Minho estaba cerca y empezó a agitar los brazos como un desesperado para atraer la atención de todos. La mayoría le vio y se reunió a su alrededor, incluido Thomas, que luchaba por deshacerse del pánico que se arremolinaba en sus entrañas. Tan sólo era una tormenta. Mucho mejor que los laceradores o los raros con cuchillos. O cuerdas.

El anciano había perdido sus mantas por el viento y ahora se acurrucaba en posición fetal, con sus flacas piernas apretadas contra el pecho y los ojos cerrados. Thomas tuvo la fugaz idea de que debían llevarlo a algún lugar seguro, salvarlo porque al menos había tratado de avisarles de la tormenta. Pero algo le decía que el hombre lucharía con uñas y dientes si intentaban tocarlo o cogerle en brazos.

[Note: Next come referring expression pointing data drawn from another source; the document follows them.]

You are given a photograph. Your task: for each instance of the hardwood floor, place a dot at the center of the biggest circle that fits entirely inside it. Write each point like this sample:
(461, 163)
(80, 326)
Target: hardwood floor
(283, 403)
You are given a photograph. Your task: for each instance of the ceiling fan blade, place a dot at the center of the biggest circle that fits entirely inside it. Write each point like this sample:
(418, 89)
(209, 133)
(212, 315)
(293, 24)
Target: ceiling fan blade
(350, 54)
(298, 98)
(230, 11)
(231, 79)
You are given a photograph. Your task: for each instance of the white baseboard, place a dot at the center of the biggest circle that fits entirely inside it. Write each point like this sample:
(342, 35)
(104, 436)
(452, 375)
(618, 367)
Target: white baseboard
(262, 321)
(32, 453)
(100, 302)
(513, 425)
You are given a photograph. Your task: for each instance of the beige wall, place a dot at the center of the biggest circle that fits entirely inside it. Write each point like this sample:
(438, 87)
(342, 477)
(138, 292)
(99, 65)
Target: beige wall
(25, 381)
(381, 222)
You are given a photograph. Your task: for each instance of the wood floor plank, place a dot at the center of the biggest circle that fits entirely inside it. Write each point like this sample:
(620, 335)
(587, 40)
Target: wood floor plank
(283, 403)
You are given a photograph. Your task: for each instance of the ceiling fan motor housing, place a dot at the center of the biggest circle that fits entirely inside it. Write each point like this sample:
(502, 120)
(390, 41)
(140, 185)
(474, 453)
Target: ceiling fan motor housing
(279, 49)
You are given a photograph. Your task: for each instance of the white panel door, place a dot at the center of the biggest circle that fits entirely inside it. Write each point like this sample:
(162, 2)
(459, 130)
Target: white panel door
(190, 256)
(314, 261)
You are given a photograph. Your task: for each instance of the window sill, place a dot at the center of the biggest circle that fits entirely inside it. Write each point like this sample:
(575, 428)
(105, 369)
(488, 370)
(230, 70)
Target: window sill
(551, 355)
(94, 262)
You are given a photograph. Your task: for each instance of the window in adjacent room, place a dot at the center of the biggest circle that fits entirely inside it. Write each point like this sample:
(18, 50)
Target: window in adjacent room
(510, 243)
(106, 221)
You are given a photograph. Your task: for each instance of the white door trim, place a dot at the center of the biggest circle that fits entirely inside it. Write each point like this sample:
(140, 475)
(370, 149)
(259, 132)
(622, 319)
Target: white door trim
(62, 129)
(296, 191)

Los clarianos estaban ahora todos juntos. Minho señaló la ciudad. El edificio más cercano se hallaba a una media hora si corrían a buen ritmo. Por la manera en que el viento tiraba de ellos, la manera en que las nubes de arriba se espesaban, se arremolinaban y adquirían un tono morado, casi negro; por la manera en que el polvo y los escombros volaban por el aire, alcanzar aquel edificio parecía la única opción sensata.